Shortly after the move, he had an episode of status epilepticus, which was thought to be attributable to some missed doses of medication, disrupted sleep, and a viral illness. He was transferred from the local hospital to a tertiary care center three hours away and hospitalized for two weeks. His new epileptologist there was able to get Jack’s seizures under control, although they were not as well controlled as before the move. Because transportation to the tertiary care center was so diﬃcult, Jack missed appointments occasionally over the next few years.
Jack has received services at home and at school since infancy.
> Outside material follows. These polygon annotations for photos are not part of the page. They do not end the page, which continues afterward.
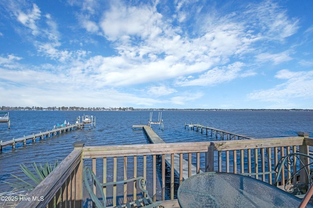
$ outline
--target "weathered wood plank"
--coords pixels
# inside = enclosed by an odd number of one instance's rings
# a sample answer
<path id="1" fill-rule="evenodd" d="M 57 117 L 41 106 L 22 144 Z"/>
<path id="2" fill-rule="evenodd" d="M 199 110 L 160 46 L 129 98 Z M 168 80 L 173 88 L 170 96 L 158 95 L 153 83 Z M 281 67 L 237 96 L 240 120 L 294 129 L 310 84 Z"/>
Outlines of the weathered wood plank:
<path id="1" fill-rule="evenodd" d="M 257 139 L 254 140 L 215 141 L 214 150 L 225 151 L 253 149 L 254 148 L 273 147 L 282 145 L 298 146 L 304 143 L 303 137 L 292 137 L 275 138 Z"/>
<path id="2" fill-rule="evenodd" d="M 36 197 L 40 194 L 44 197 L 43 201 L 22 201 L 16 207 L 45 207 L 67 180 L 68 176 L 70 177 L 71 173 L 79 165 L 82 151 L 81 148 L 75 148 L 50 173 L 49 176 L 44 179 L 27 196 L 33 198 L 33 197 Z"/>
He is able to complete some of his activities of daily living on his own with prompting, but he largely depends on his mother’s care. Because he will turn 18 in a few months, his mother recently started the process of applying for guardianship.
Last week Jack returned to see his epileptologist at the tertiary care facility's clinic for a routine follow- up visit. The physician informed Jack and his mother that he would be retiring soon and that Jack would need to ﬁnd a new physician. Although they updated his seizure plan at that visit, because of Jack's age, the retiring physician suggested that they look for a new epileptologist who treats adults and referred them to that clinic at his facility.
After returning home, Jack’s mother called to make an appointment with the adult epilepsy clinic at the tertiary care facility but quickly found out that they did not take Jack’s insurance. His mother applied for new insurance and made a new appointment, but they were unable to keep it because the insurance had not taken effect. By then, Jack was 18 and could no longer be seen in the pediatric clinic, and his pediatric epileptologist had since retired. Jack’s mother found an adult neurologist close to Jack’s home and who had one visit with Jack. However, that neurologist said that Jack would need to ﬁnd a specialist to care for him. His mother continued to look for an appropriate epileptologist but Jack ran out of medications before she succeeded. During a bout of the ﬂu, he came to his local hospital's emergency department in status epilepticus. A day later, he was transferred to the adult tertiary care center where he was hospitalized for three weeks. As he recovered, his mother noted that he had lost some of his self-care abilities.